Show that there is no discrete uniform distribution on N.

Question

This is a homework question I got. I'm not entirely sure what it is asking. Can someone please clarify/get me on the right track?

Answer 1

In general you can indeed have a probability distribution on $\mathbb{N}$. For instance, if $X$ is such a random variable we can define a probability mass function for each natural number by assigning a number for each probability, that is $P(X=n)=a_n$ with $0\leq a_n\leq 1$ and require that $$\sum_{n\geq 0} P(X=n)= \sum_{n\geq 1} a_n = 1.$$

Observe that the sum is infinite (over all Natural numbers) and convergent, hence by Cauchy's criterion we must have $\lim_{n\to 0} a_n = 0$.
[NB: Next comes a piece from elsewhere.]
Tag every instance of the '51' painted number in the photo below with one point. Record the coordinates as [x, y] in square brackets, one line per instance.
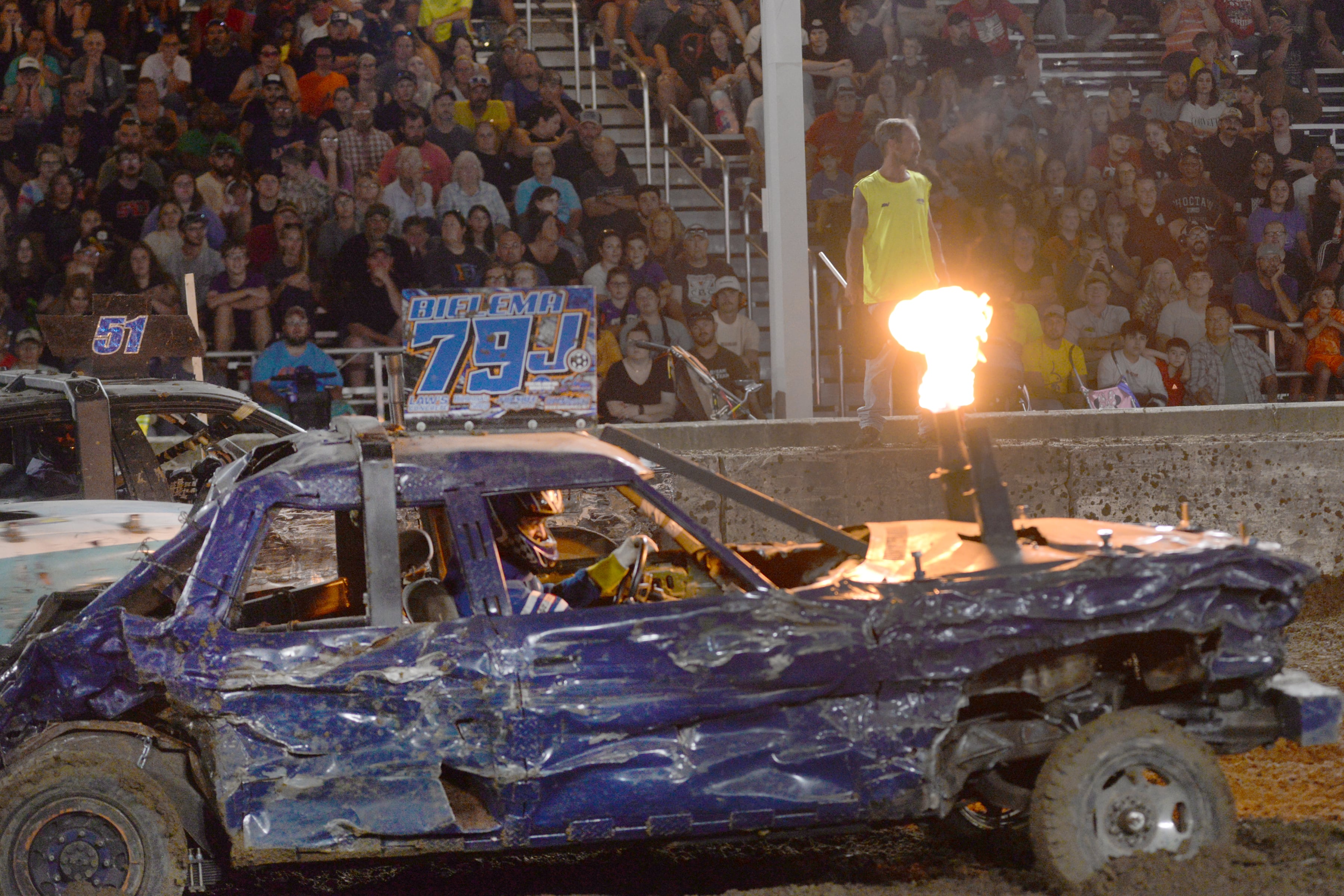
[119, 334]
Now if we want $X$ to be uniformly distributed, which means $P(X=n)= P(X=m)$ for all $n,m\in \mathbb{N}$ then we need $a_n=a_m$ for all $n,m\in \mathbb{N}$. Call $k:=a_n$ such value. But then $$\sum_{n\geq 1} a_n = \sum_{n\geq 1} k = \infty \neq 1$$ so such distribution function can not be a probability function. Hence, it is impossible to assign equal probabilities to all natural numbers and expect that the sum of all these probabilities equals 1.